Abstract

Federal regulation of greenhouse gas (GHG) emissions presents a difficult challenge for Canadian constitutional law. The federal government’s legislation to implement a national minimum standard of GHG emissions pricing, the Greenhouse Gas Pollution Pricing Act (GGPPA), and the trio of reference cases launched by Saskatchewan, Ontario, and Alberta questioning its constitutional validity, have brought the law and politics of GHG emissions pricing to the forefront of Canadian federalism. In the two appellate court decisions delivered to date, the legislation has been sustained as a valid exercise of Parliament’s power to legislation for the Peace, Order, and Good Government (POGG) of Canada. In each case, however, the Courts have expressed significant concern with respect to the impact of the legislation on provincial jurisdiction. We draw on recent and historic jurisprudence to characterize conceptual errors that have bedevilled POGG, specifically in the tendency to overestimate its impact on provincial jurisdiction. We then examine the existing interpretive principles that limit POGG’s ability to upend the critical balance inherent in the division of powers. Finally, we discuss how a properly empowered, calibrated, and constrained POGG relates to the GGPPA. We argue that the reduction of national GHG emissions constitutes a valid federal subject under the national concern branch of POGG, and that the GGPPA is a valid exercise of federal jurisdiction.
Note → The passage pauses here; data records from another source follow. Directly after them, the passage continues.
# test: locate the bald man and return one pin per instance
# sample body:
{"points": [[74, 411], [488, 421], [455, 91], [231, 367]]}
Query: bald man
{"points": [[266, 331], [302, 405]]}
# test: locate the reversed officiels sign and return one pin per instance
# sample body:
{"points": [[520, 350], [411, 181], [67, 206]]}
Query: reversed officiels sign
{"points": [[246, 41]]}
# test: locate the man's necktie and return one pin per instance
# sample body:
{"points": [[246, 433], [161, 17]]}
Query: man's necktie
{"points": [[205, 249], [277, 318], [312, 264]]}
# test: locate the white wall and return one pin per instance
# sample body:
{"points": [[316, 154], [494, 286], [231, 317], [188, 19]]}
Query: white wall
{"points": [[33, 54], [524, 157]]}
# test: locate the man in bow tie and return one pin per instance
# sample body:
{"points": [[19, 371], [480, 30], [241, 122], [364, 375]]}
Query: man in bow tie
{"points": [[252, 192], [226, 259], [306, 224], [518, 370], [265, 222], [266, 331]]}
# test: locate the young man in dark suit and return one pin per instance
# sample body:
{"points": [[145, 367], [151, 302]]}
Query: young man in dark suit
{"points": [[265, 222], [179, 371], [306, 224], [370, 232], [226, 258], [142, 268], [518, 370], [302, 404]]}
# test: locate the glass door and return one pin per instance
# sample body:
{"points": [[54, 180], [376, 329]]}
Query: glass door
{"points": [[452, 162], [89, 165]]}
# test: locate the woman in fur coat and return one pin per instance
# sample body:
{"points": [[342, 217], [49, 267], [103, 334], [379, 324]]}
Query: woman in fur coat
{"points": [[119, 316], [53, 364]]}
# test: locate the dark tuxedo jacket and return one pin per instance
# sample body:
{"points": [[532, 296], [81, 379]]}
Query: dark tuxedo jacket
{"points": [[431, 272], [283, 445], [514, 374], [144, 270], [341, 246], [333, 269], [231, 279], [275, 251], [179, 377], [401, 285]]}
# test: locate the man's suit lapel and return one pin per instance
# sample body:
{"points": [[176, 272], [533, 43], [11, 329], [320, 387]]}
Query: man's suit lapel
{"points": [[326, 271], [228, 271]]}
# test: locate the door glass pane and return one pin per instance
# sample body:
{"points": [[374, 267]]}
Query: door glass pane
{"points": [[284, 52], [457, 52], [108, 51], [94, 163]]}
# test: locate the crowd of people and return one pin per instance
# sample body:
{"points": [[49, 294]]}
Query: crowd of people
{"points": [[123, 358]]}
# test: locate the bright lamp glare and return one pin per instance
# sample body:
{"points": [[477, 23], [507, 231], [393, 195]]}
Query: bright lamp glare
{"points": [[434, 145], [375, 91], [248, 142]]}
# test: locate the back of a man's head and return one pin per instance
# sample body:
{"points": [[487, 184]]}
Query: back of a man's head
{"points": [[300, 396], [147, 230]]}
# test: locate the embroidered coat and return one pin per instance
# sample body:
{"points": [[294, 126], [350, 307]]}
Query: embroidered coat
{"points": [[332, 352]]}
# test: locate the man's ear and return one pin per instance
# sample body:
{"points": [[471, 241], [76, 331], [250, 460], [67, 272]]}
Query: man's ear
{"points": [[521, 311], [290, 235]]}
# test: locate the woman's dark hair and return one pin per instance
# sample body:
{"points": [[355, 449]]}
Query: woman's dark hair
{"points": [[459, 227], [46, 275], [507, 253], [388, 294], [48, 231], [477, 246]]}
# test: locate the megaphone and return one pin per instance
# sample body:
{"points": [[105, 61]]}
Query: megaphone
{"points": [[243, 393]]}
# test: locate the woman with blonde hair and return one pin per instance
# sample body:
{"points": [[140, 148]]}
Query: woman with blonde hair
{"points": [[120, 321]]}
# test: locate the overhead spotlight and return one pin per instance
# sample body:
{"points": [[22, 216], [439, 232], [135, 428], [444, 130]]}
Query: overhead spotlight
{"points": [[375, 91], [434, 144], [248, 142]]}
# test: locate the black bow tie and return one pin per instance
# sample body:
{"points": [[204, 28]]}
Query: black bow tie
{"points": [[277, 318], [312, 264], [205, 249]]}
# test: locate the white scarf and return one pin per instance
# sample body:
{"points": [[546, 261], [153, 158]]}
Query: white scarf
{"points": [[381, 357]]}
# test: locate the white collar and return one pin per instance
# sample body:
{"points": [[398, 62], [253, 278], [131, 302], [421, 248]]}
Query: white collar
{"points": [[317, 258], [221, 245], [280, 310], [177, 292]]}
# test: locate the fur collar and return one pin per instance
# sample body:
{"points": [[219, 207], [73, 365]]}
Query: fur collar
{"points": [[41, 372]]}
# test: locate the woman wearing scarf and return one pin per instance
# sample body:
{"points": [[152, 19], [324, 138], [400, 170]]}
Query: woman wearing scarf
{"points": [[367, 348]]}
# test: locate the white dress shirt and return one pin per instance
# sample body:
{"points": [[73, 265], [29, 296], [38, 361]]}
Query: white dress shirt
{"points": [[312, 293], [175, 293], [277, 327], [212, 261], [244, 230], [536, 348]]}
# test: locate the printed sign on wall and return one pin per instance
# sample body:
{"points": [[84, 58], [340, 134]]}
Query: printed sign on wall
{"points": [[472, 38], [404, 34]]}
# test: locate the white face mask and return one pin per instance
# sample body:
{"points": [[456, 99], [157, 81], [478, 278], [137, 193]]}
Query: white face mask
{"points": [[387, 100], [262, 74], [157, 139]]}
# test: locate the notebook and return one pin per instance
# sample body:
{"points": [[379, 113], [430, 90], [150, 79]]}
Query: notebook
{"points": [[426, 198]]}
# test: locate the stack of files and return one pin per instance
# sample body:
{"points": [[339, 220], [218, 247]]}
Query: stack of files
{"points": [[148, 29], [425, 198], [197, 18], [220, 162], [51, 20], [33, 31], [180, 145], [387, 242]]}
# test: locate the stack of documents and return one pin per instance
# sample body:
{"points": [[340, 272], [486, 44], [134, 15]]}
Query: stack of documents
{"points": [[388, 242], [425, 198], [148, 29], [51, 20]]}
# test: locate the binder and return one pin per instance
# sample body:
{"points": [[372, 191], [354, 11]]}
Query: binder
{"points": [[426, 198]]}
We see no reason under the double aspect doctrine and cooperative federalism why provinces would lose any existing provincial jurisdiction as a result of the implementation of the GGPPA. Rather, a restrained approach to paramountcy, and the mechanics of the GGPPA itself suggest that provincial and federal legislation will work concurrently on GHGs. That seems to us entirely appropriate given the nature of the climate change crisis before us. In the legislative challenge of our time, we believe Canada’s Constitution is up to the task.